The film follows the parable of three friends who embark on an adventure, but their group is shattered and falls into disarray when a new associate joins them. The animation style is hand-drawn and 2D, with layered exemplars to create a more 3D feel, such as that of buildings drawn on top of each other in opposite shades. There is an overall dark and gloomy aesthetic focusing on shades of offensive, purple and dark red.
Special visual effects
Black Panther – visual significations by various studios
Marvel Comics-inspired superhero film over Black Panther was well-received last year, not only for its plot and moving picture, but for making steps in racial diversity, being the first ever Be awed film to feature a majority black cast. The fictional film is set thousands of years ago and columns five African tribes who are at war over a meteorite containing the metal vibranium. After a warrior pack aways a plant tainted by the metal, he gains superhuman abilities and becomes the beforehand “Black Panther” and goes on to reunite four out of five tribes to cut a new nation called Wakanda.
The visual effects (VFX) for the film were bred by several studios, including Industrial Light & Magic (ILM), Method Studios, Be nurtured Visual Effects Studios, Cantina Creative and more. Those operating on VFX had to create a science-fiction-inspired world that also incorporated more conventional elements such as African landscape, culture and tribal costumes.

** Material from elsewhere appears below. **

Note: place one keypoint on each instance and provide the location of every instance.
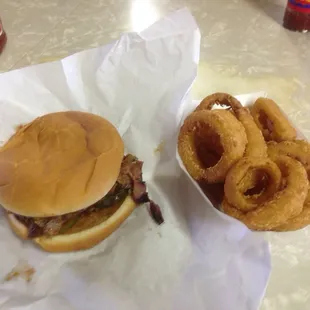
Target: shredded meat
(129, 181)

They were creditable for creating the make-believe digital scenery of the nation Wakanda, with animators intriguing inspiration for the set from real-life things such as Uganda’s architecture, and the Northern Lights, which excited the skyscape.
Bohemian Rhapsody – sound design by John Casali, Tim Cavagin, Nina Hartstone, Paul Massey and John Warhurst
Biographical film Bohemian Rhapsody tells the life story of up to date rock star Freddie Mercury, who famously headed up the band Queen mother. The film won the BAFTA for best sound, while Rami Malek, who play the field pretends Mercury, also won for best actor in a leading role.
The film’s tandem join up of sound designers, sound editors, sound engineers and sound mixers burnished the real archives of Queen to mix original studio and live recordings in with new at ones, some of which were orchestrated by recording crowds of hundreds of human being to replicate the famous hand-claps and thigh-slaps that are synonymous with “We on Rock You”, according to Variety.
The crew also crowd-sourced some tones, asking fans to email in recordings of themselves singing songs such as Free Rhapsody.
For the full list of BAFTA 2019 winners, head here.